300_ Longest Increasing Subsequence

[Medium][Dynamic Programming, Binary Search]

Given an unsorted array of integers, find the length of longest increasing subsequence.

Example:

Input:[10,9,2,5,3,7,101,18]
Output: 4 
Explanation: The longest increasing subsequence is [2,3,7,101], therefore the length is 4.

Solution 1:

Idea:

  • If we know the lengths of longest increasing subsequence that end at indices 0, 1, 2, n-1, and we want to know the longest increasing subsequence that ends at index n, what shall we do?

    • We should look for look for the longest subsequence ending at any indices 0, 1, 2, n-1 whose value is less than the value at index n. Then this max length plus one will be the answer.

    • If there is no values in front of index n that is less than value at index n, the max length at index n is 1.

    • The max length for the entire array is the max of max length at all the indices.

  • Can be written in iterative or recursive fashion.

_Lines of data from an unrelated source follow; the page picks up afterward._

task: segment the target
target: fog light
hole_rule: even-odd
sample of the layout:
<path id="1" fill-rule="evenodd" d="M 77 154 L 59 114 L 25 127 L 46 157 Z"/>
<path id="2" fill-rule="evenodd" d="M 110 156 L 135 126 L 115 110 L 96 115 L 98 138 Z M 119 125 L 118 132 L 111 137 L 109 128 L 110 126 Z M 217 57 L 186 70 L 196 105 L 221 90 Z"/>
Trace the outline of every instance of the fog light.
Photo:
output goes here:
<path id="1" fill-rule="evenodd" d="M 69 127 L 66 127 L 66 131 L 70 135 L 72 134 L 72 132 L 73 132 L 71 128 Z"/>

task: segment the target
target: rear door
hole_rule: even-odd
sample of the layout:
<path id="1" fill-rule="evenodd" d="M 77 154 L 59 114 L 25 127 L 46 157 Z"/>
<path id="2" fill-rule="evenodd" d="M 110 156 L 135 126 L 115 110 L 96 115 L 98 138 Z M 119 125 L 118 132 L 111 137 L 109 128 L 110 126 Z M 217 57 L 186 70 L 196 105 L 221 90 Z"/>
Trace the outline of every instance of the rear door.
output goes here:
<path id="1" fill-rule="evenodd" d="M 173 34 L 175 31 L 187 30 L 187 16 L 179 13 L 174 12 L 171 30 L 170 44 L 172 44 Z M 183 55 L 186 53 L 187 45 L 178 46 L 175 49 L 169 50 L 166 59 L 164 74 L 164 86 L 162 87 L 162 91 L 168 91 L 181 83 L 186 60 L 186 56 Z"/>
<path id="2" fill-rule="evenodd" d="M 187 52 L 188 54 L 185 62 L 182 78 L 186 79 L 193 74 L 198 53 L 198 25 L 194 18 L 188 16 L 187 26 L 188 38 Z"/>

Time Complexity: O(n2)O(n^2)

Space Complexity: O(n)O(n)

Iterative:

def lengthOfLIS(nums):
    """
    :type nums: List[int]
    :rtype: int
    """

    output = [1] * len(nums)

    for i in range(1, len(nums)):
        output[i] = 1 + max([output[j] for j in range(i) if nums[j] < nums[i]] + [0])
        # [0] is for nothing from nums[j] is less than nums[i]
        # parameter inside max() can't be empty

    return max(output + [0])  # [0] is for empty nums

Recursive: (slow)

def lengthOfLIS(nums):
    """
    :type nums: List[int]
    :rtype: int
    """

    def helper(i):
        if i < 0:
            return
        elif i == 0:
            output[i] = 1
        elif output[i] == 0: 
            output[i] = 1 + max([helper(j) for j in range(i) if nums[j] < nums[i]] + [0])
        return output[i]

    output = [0] * len(nums)
    for i in range(len(nums)-1, -1, -1):
        helper(i)
    return max(output + [0])

Solution 2:

Idea:

  • Our strategy determined by the following conditions:

    • If A[i] is smallest among all end candidates of active lists, we will start new active list of length 1.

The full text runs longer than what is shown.